Another lecture that I remember less vividly, but that nevertheless was very stimulating, was his extension of work of Don Newman, that lead later to their joint article.

He was also a very careful reader. He read very carefully my article with Aaron Robertson about Schur triples, and found a gap! And that was after the paper has already appeared. Luckily, Aaron could fix it, but it wasn't easy, and it made the paper much longer. More important, he had a very novel approach to the same problem, that could, and should, lead to far-reaching generalizations. Too bad that we'll never see them.

He also had beautiful stories to tell. He told me about Falikman, the co-prover of the van der Waerden conjecture, and how, mysteriously, his proof was delayed publication by the referee, and when it was finally accepted for publication an independent proof was also published, by Egorichev. This could not have happened nowadays, when priority can be easily established by submitting to the Los Alamos XXX archives.
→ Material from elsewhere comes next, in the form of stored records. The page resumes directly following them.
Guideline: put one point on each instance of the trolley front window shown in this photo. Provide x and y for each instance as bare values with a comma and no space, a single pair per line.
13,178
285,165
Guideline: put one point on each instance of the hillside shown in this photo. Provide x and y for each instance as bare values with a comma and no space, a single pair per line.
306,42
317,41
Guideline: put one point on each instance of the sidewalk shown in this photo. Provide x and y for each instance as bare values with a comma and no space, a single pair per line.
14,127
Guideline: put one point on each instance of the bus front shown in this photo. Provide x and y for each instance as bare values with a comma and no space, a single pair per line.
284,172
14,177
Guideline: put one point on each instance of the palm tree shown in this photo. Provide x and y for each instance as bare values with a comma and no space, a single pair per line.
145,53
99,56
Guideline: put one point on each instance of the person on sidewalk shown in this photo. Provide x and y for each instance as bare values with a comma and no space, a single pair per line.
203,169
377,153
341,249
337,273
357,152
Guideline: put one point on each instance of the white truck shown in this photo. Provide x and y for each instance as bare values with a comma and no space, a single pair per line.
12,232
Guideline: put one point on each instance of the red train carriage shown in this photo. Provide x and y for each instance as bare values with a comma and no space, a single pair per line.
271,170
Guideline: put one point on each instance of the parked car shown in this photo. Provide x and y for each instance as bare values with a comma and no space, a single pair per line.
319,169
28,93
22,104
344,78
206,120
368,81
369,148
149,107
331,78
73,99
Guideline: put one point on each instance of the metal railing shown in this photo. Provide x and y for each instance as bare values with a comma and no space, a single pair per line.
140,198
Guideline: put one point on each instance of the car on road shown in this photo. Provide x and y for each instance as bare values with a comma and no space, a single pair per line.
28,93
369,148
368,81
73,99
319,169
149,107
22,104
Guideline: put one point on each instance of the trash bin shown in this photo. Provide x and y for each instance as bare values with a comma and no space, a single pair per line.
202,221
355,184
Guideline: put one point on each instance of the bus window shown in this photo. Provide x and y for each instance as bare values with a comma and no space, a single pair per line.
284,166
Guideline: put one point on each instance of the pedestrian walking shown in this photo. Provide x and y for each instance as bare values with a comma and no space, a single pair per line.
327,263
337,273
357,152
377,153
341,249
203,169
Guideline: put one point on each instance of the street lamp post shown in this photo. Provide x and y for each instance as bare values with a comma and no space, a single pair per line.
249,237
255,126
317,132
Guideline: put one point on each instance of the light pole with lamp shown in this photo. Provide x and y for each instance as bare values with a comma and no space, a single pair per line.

This is not the time to blame anyone, but I believe that Temple University's Math Dept. should have hired him as a full-time, tenured, professor, and overlook the, usually wise, policy, not to hire anyone who started out as a visiting professor. But, then again, we got a great deal. For the price of a visiting appointment, and later even only of an adjunct position, we got someone who did the work of at least five full professors. He almost single-handedly lead the Operations Research and Optimization program, and, largely thanks to him, kept the applied math program going.

At the same time, his research was flourishing, and he had more than fifty articles mentioned in Math Reviews, and probably many others.

And in addition, he was such a nice person! I am sure that none of us will ever forget him, and all our memories are very fond.